The config_predict_folder_demo.yaml configuration file is parsed by the script to determine also the path to the pre-trained model file ($base_path/$models_folder_name/$model_name), and the path to the folder where outputs (predictions) will be stored ($base_path/$outputs_folder_name - by default, stored under ${input_folder_name}.csv).

A documented Google Colab notebook implementing very similar operations is provided as part of the repository. The code can be easily adapted to suit the users need.

Here follows a sample output from the script, executed on a machine equipped with a NVIDIA TITAN RTX, after setting up from scratch the faceage-gpu Conda environment:

(faceage-gpu) dennis@R2-D2:~/git/FaceAge/src/test$ python -W ignore
Python version     :  3.6.13 |Anaconda, Inc.| (default, Jun  4 2021, 14:25:59)
TensorFlow version :  2.6.2
Keras version      :  2.6.0
Numpy version      :  1.19.5

Predicting FaceAge for 2547 subjects at: '/home/dennis/git/FaceAge/data/utk_hi-res_qa'

(2547/2547) Running the face localization step for "28_0_4_20170117202427928.jpg""
... Done in 2013.39 seconds.

(2547/2547) Running the age estimation step for "28_0_4_20170117202427928""
... Done in 95.157 seconds.

Saving predictions at: '/home/dennis/git/FaceAge/outputs/utk_hi-res_qa_res.csv'... Done.

Finally, here follows the output of ran on the same machine, without exploiting the GPU (rather, using an AMD Ryzen 7 3800X 8-Core; the system is equipped with 64 GBs of RAM).

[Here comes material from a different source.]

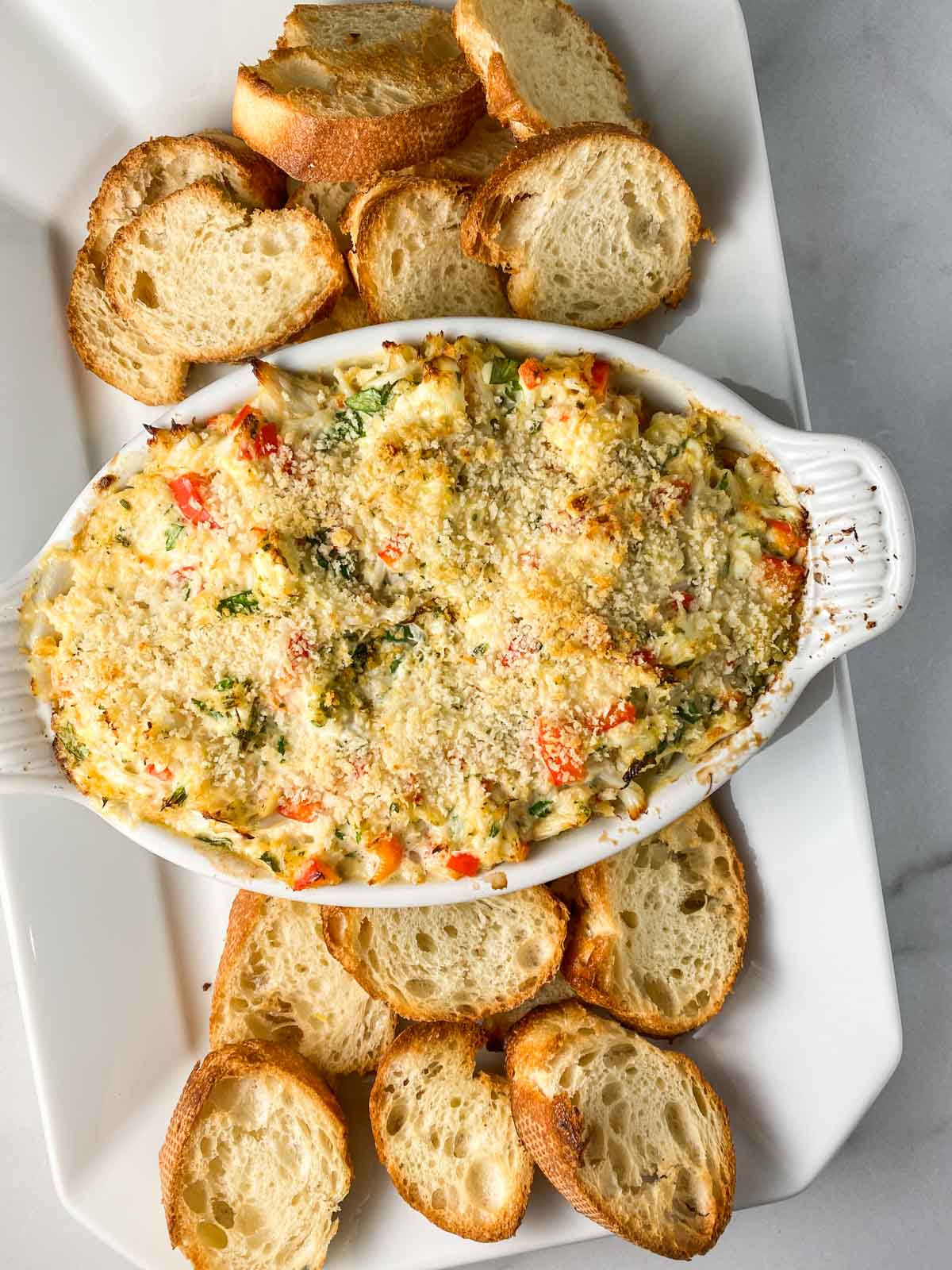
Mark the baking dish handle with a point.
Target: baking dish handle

Given the system specifications, the nature of the operations involved and the lightweight models, the performances during the inference phase are comparable:

(faceage-cpu) dennis@R2-D2:~/git/FaceAge/src/test$ python -W ignore
Python version     :  3.6.13 |Anaconda, Inc.| (default, Jun  4 2021, 14:25:59)
TensorFlow version :  2.6.2
Keras version      :  2.6.0
Numpy version      :  1.19.5

Predicting FaceAge for 2547 subjects at: '/home/dennis/git/FaceAge/data/utk_hi-res_qa'

(2547/2547) Running the face localization step for "28_0_4_20170117202427928.jpg""
... Done in 1773.17 seconds.

(2547/2547) Running the age estimation step for "28_0_4_20170117202427928""
... Done in 108.407 seconds.

Saving predictions at: '/home/dennis/git/FaceAge/outputs/utk_hi-res_qa_res.csv'... Done.

Statistical Analysis Code

The stats folder contains all the code used to generate the plots from the Main Manuscript (main) and the Extended Data (extended).

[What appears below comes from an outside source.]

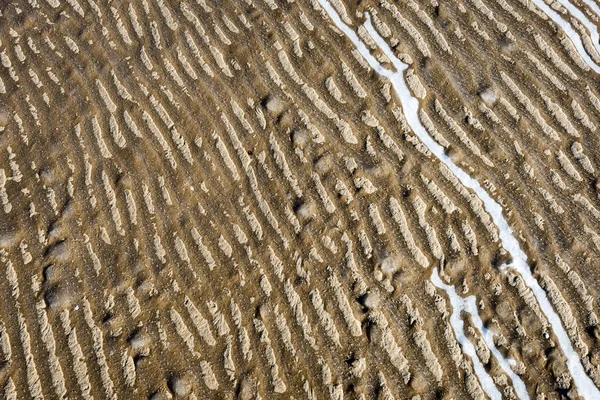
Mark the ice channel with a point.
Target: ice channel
(410, 106)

Statistical and survival analyses were performed in Python 3.6.5 using the Lifelines library, as well as NumPy and SciPy libraries, and in the open-source statistical software platform, R.

The clinical endpoint was overall survival (OS). Actuarial survival curves for stratification of risk groups by overall survival were plotted using the Kaplan Meier (KM) approach, right-censoring patients who did not have the event or were lost to follow-up. All hypothesis testing performed in the study was two-sided, and paired tests were implemented when evaluating model predictions against the performance of a comparator for the same data samples. Differences in KM survival curves between risk groups were assessed using the log-rank test. Univariable and multivariable analysis via the Cox proportional hazards (PH) model was carried out to adjust for the effect of clinical covariates such as gender, disease site, smoking status, performance status and treatment intent. ROC analysis for area-under-the-curve (AUC) and concordance index (C-index) were also performed to assess model performance, and to compare against human performance in predicting survival outcomes.